A mere few days ago I felt such peace and ease. As you read in my previous post, I released a long term goal. I was on cloud nine. I felt light. I felt free. It was bliss.
Just as I suspected (and even predicted in my blog post), a few minutes after I posted my last post, I heard back from an editor. She asked me for ideas. All of a sudden, the anxiety and excitement immediately returned. And then she said that my ideas were too new agey for them. I submitted another more mainstream idea. I haven’t heard back yet.
In the meanwhile, I happened to come across a very cool blogger, Hibiscus Moon. She posts youtube videos and writes about crystals. I’ve been drawn to crystals ever since I was little. I still am, although I don’t know as much about them as I’d like.
Hibiscus Moon said that citrine and pyrite are great crystals to use for manifestation. I felt inspired to head back (ok race back) to the crystal shop to purchase pyrite and a couple of other things. When I came home, I felt so disappointed. Let’s just say that I felt like I was back at square one.
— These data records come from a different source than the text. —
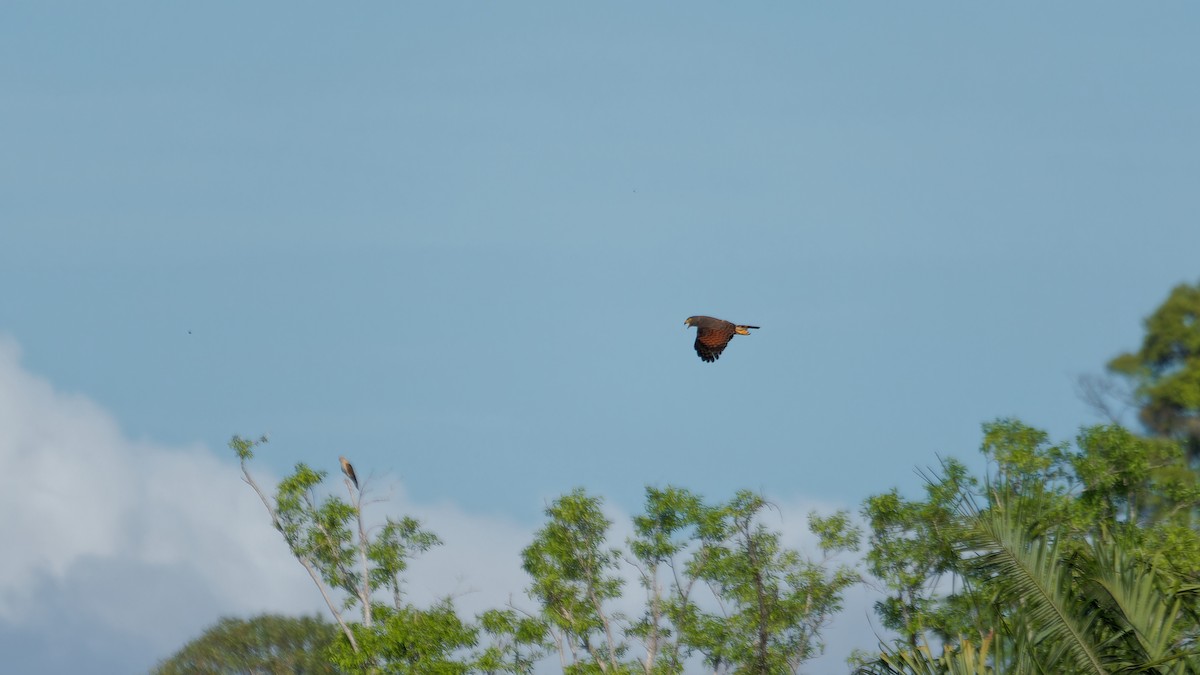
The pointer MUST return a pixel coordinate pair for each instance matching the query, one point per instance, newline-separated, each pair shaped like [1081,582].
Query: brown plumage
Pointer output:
[713,334]
[348,471]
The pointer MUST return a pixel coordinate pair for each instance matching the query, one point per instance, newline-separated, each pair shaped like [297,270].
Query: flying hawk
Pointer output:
[713,334]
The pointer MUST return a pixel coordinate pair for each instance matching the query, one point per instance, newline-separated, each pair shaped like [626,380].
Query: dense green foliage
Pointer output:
[1165,370]
[1063,559]
[267,644]
[1060,557]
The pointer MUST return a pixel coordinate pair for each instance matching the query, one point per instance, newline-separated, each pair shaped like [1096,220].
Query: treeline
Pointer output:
[1061,557]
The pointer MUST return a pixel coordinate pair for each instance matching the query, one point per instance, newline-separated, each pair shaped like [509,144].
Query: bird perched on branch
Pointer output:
[348,471]
[713,334]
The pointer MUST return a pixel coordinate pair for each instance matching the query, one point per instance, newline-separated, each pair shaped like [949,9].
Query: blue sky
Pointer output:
[457,242]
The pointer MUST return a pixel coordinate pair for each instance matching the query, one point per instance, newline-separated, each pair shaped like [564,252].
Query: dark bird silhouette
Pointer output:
[348,471]
[713,334]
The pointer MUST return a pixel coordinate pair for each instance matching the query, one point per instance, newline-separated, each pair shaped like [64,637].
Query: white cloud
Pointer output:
[124,549]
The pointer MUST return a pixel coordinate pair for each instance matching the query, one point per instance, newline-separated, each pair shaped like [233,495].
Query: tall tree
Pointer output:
[1059,560]
[268,644]
[353,568]
[1167,369]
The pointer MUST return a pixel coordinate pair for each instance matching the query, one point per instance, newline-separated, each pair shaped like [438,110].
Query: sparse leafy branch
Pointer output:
[245,451]
[574,577]
[329,537]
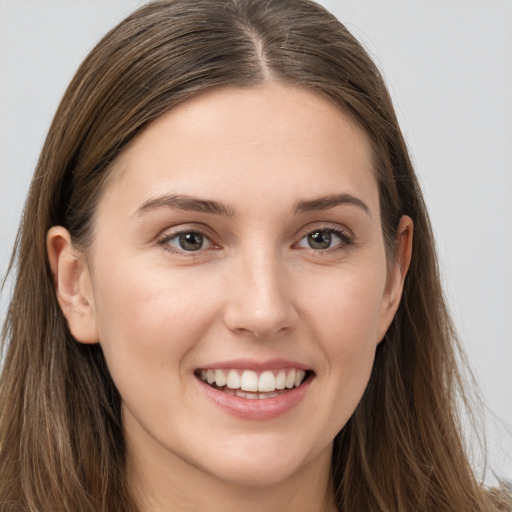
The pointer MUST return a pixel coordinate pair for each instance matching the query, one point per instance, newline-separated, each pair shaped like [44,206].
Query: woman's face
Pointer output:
[238,283]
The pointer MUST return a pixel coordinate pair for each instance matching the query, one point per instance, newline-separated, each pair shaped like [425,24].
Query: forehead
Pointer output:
[248,143]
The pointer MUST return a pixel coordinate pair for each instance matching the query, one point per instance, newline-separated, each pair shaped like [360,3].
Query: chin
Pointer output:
[254,465]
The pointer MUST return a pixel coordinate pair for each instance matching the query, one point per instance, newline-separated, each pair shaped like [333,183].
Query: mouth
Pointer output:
[254,385]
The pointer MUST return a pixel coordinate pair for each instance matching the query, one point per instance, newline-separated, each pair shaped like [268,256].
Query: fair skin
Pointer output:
[267,280]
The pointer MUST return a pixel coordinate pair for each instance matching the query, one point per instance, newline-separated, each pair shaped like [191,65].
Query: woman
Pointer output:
[227,295]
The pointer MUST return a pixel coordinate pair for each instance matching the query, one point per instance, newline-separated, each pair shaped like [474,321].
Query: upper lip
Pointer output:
[257,366]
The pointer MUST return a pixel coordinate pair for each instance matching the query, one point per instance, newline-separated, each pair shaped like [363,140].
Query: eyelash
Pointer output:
[346,240]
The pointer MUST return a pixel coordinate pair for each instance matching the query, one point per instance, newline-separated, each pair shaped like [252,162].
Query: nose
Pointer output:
[259,297]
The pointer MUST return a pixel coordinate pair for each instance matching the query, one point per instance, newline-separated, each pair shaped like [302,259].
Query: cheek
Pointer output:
[149,317]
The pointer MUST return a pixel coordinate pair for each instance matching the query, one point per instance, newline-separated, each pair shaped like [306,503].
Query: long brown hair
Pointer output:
[61,436]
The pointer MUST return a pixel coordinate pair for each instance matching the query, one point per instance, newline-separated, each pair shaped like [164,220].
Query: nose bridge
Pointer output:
[259,297]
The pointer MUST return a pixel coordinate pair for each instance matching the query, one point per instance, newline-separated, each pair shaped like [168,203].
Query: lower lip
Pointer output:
[256,409]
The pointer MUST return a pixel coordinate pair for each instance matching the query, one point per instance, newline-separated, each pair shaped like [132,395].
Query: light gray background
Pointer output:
[449,67]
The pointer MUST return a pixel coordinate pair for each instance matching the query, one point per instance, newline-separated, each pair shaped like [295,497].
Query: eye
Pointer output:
[187,241]
[324,239]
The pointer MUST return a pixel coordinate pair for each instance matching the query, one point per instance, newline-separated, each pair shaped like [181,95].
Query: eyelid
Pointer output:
[163,238]
[345,234]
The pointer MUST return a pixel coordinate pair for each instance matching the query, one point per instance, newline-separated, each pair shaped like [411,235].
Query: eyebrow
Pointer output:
[196,204]
[186,203]
[326,202]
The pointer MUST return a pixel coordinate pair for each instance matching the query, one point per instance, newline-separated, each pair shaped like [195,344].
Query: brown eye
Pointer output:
[325,239]
[188,241]
[321,239]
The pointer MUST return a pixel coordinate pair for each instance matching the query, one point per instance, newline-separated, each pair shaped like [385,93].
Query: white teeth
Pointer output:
[267,382]
[299,376]
[290,380]
[220,378]
[250,396]
[233,381]
[281,380]
[249,381]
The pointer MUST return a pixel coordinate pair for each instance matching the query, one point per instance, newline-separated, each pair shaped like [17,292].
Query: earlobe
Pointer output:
[73,285]
[396,275]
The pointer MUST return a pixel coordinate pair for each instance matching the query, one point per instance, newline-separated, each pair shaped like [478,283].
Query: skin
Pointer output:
[257,291]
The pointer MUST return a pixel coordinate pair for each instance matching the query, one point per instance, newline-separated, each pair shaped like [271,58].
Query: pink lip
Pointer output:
[257,409]
[257,366]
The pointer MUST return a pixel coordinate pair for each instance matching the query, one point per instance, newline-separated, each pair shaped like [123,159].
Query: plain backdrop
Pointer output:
[448,64]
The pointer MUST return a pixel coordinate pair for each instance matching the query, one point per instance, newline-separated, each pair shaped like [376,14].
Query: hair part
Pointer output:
[61,434]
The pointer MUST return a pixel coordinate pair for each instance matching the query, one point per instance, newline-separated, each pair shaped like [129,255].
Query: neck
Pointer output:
[172,484]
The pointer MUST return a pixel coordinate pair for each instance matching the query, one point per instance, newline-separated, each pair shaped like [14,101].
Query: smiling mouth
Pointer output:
[254,385]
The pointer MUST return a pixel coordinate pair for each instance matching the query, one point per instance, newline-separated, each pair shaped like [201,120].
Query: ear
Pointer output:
[73,285]
[396,274]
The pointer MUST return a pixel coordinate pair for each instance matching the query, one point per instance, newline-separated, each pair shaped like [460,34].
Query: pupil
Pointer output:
[191,241]
[320,240]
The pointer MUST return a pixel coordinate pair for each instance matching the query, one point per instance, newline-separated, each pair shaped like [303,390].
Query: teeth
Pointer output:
[265,383]
[281,380]
[233,381]
[290,380]
[220,378]
[249,381]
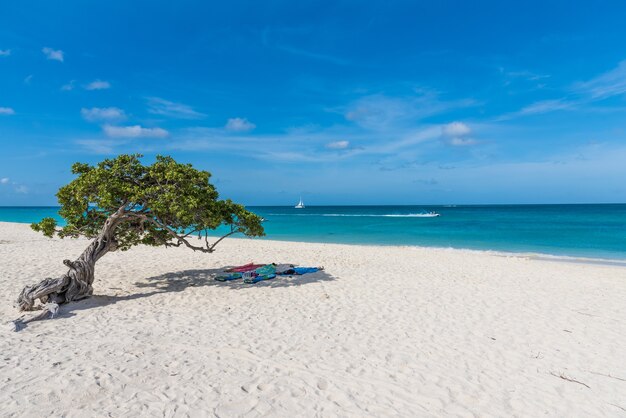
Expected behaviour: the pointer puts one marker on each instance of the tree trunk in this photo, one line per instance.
(76, 284)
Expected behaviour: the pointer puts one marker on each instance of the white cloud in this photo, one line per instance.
(456, 129)
(461, 142)
(239, 125)
(546, 106)
(52, 54)
(457, 134)
(98, 85)
(164, 107)
(69, 86)
(98, 146)
(96, 114)
(338, 145)
(134, 131)
(381, 113)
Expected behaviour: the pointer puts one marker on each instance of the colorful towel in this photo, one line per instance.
(226, 278)
(244, 268)
(297, 271)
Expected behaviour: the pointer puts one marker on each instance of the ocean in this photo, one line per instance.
(596, 231)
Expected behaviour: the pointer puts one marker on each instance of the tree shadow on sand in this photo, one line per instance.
(181, 280)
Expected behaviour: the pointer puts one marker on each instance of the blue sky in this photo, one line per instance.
(342, 102)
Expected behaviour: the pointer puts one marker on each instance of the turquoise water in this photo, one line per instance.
(571, 230)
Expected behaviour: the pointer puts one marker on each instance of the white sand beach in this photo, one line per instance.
(383, 331)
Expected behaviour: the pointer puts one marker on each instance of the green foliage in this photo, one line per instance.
(158, 204)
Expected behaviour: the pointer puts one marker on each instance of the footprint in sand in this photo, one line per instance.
(322, 384)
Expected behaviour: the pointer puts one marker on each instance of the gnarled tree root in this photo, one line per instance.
(75, 285)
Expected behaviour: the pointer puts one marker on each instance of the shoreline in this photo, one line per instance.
(454, 332)
(499, 253)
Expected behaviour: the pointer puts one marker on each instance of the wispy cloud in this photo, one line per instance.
(170, 109)
(99, 114)
(98, 85)
(338, 145)
(69, 86)
(239, 125)
(457, 134)
(380, 112)
(53, 54)
(611, 83)
(312, 55)
(135, 131)
(99, 146)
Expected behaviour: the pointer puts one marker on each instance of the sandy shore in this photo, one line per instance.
(383, 331)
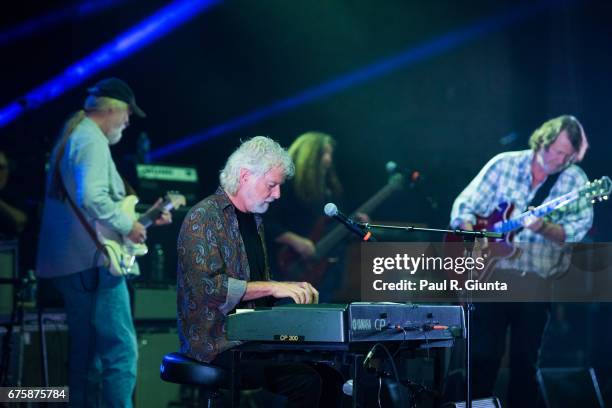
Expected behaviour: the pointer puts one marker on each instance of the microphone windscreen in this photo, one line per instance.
(330, 209)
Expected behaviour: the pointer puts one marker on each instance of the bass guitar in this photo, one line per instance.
(120, 251)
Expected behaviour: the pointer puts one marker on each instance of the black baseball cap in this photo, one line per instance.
(117, 89)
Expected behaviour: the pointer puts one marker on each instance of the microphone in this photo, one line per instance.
(331, 210)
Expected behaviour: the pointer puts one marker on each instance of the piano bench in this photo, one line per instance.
(180, 369)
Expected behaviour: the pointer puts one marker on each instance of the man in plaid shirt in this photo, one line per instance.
(515, 177)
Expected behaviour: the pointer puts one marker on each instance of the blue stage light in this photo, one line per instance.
(404, 59)
(147, 31)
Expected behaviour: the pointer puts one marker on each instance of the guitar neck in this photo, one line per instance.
(540, 211)
(327, 243)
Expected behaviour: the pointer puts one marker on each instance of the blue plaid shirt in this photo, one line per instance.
(507, 177)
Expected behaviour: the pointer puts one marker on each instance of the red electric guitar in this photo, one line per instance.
(501, 220)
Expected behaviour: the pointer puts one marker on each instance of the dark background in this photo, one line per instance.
(445, 114)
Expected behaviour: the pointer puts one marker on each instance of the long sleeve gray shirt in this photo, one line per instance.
(91, 179)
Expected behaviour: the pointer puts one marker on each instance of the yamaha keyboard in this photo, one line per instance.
(349, 323)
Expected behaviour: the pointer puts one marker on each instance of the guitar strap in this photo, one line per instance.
(59, 183)
(79, 214)
(544, 190)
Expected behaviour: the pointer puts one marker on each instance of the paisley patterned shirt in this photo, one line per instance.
(213, 270)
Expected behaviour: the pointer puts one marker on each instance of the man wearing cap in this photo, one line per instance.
(83, 187)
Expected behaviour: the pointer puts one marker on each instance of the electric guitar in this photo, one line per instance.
(501, 220)
(121, 252)
(294, 267)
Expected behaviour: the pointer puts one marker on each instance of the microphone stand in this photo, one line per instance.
(469, 238)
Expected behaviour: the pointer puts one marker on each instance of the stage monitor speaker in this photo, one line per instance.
(151, 391)
(570, 387)
(154, 180)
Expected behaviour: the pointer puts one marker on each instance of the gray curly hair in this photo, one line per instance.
(258, 155)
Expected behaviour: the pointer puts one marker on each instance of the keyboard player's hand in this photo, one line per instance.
(300, 292)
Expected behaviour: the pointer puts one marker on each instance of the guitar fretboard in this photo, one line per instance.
(544, 209)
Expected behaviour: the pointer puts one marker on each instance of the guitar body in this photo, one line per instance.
(500, 220)
(121, 252)
(503, 247)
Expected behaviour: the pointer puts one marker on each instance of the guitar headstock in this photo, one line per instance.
(597, 190)
(173, 200)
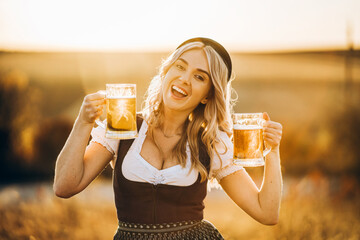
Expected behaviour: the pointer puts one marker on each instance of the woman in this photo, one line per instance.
(160, 178)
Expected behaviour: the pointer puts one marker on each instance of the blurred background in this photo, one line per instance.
(298, 61)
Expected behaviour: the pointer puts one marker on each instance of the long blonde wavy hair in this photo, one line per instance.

Wasn’t I over this? Obviously, I wasn’t. I stopped beating myself up after a few days. I feel like I’m almost back to the place I was when I felt free and light. Almost, but not quite.
Today I read this blog posted by Yoga Journal, called Go With The Flow. It made me realize, not for the first (or third or thirteenth) time of how many others have spent years wishing and praying for things far grander than my wish. Trust me, I know this. I know how lucky I am. Hey, I keep a gratitude journal and write in it every night for goodness sakes. Nevertheless, the heart wants what it wants.